I asked him if anybody on his details had ever tried to escape. “Man someone wants to get off here alive they better find some wood to knock on.” There wasn’t much wood around.
He walked me through an average week for him; it was mostly maintenance stuff, the burials only happened every so often. I forget if it was like once a week or more like once a month. Most of the time, though, his job sounded like being the super of a really busted tenement house.
“Man last week they called me for a fire and I had to drive all the way up from Staten Island, 3 in the morning.” I told him I had no clue what he was referring to.
“I live on Staten Island. So last week someone called in a fire on the island — “ I had to ask who would’ve seen the fire and who would’ve set it, “ — some guy on City Island; probably some teens or college kids who took a boat over and set off some firecrackers or something, maybe started a campfire. ANYWAYS — “ this was the point of the story “ — they get me out of bed at 3 in the morning, and like I said, I’m down on Staten Island. So I get out of bed, get dressed, get in my car, get on the BQE. By the time I get here it’s quarter to 4 and there’s no fire, no one around, so I just have to head on back home.”
I clucked in sympathy for his frustration and made a note of the fact that Hart Island was completely unguarded at night. That evening, when I got home, I immediately started calling around to see if I knew anyone who had access to a boat.
This is when I really started chatting it up about Hart Island. I’d get the ball rolling with some gal in a bar, see if she knew anything about it, then casually drop the fact that I was (possibly) the first reporter to openly visit Hart Island in 50 years. I usually left out the possibly.

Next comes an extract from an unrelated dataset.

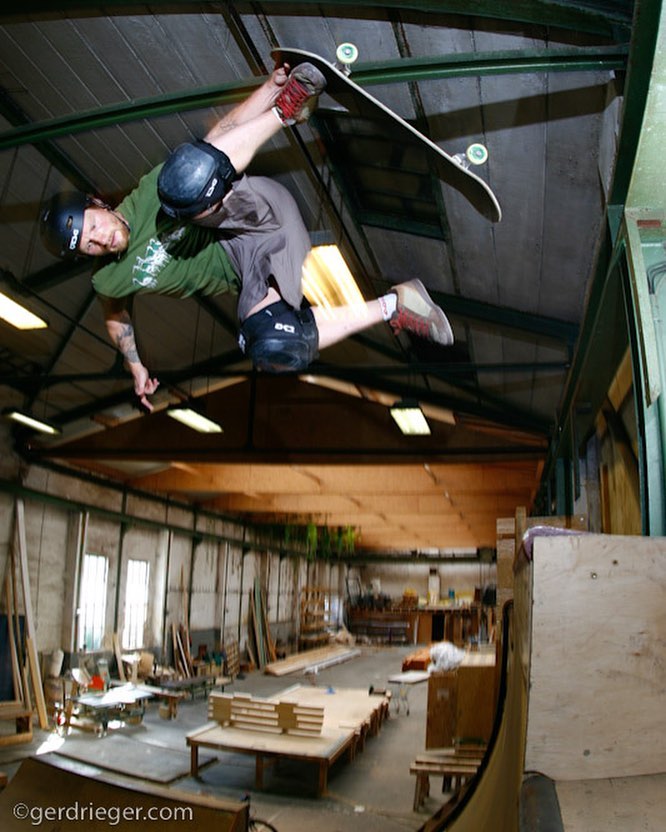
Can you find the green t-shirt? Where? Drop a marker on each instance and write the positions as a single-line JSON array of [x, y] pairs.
[[164, 256]]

It’s stupid to be proud of things like this. I know the mainstream media prides itself on taking pride for such things, but I’ve always prided myself for doing exactly the opposite, aside from the handful of cases like this where I don’t. As said, stupid.
I’d also tell them about my new goal with the island, to sneak a camera crew onto it in the middle of the night and conduct a seance. I lined it up three different times with three different boat owners. Each time something canceled it. The first owner got arrested. The second one I think was just humoring me and backed out when he realized I was serious. The third one something happened to his boat. I began feeling superstitious about the island. It was haunting me. I made a concerted effort not to talk about it just to try and get laid.
One night I was flying back into Laguardia after a long shoot. I’d been feeling gloomy the whole flight; probably a break-up brewing. The bell dinged for the seatbelt sign and Hart Island slid under the left wing as we banked into the final approach. I left the fuselage, sailed down fast, scared for the impact. The island grew and caught me. I stood upright. Bones enclosed my feet, they grabbed me and they pulled me down. I heard something severe and awful, like silence if it could be louder.
A flight attendant touched my shoulder to tell me to take my head off the tray table and to lock it up for landing. I woke with a start, and probably made an embarrassing noise of some kind. The bell dinged and to my left Hart Island slid under the wing as we banked into our final approach.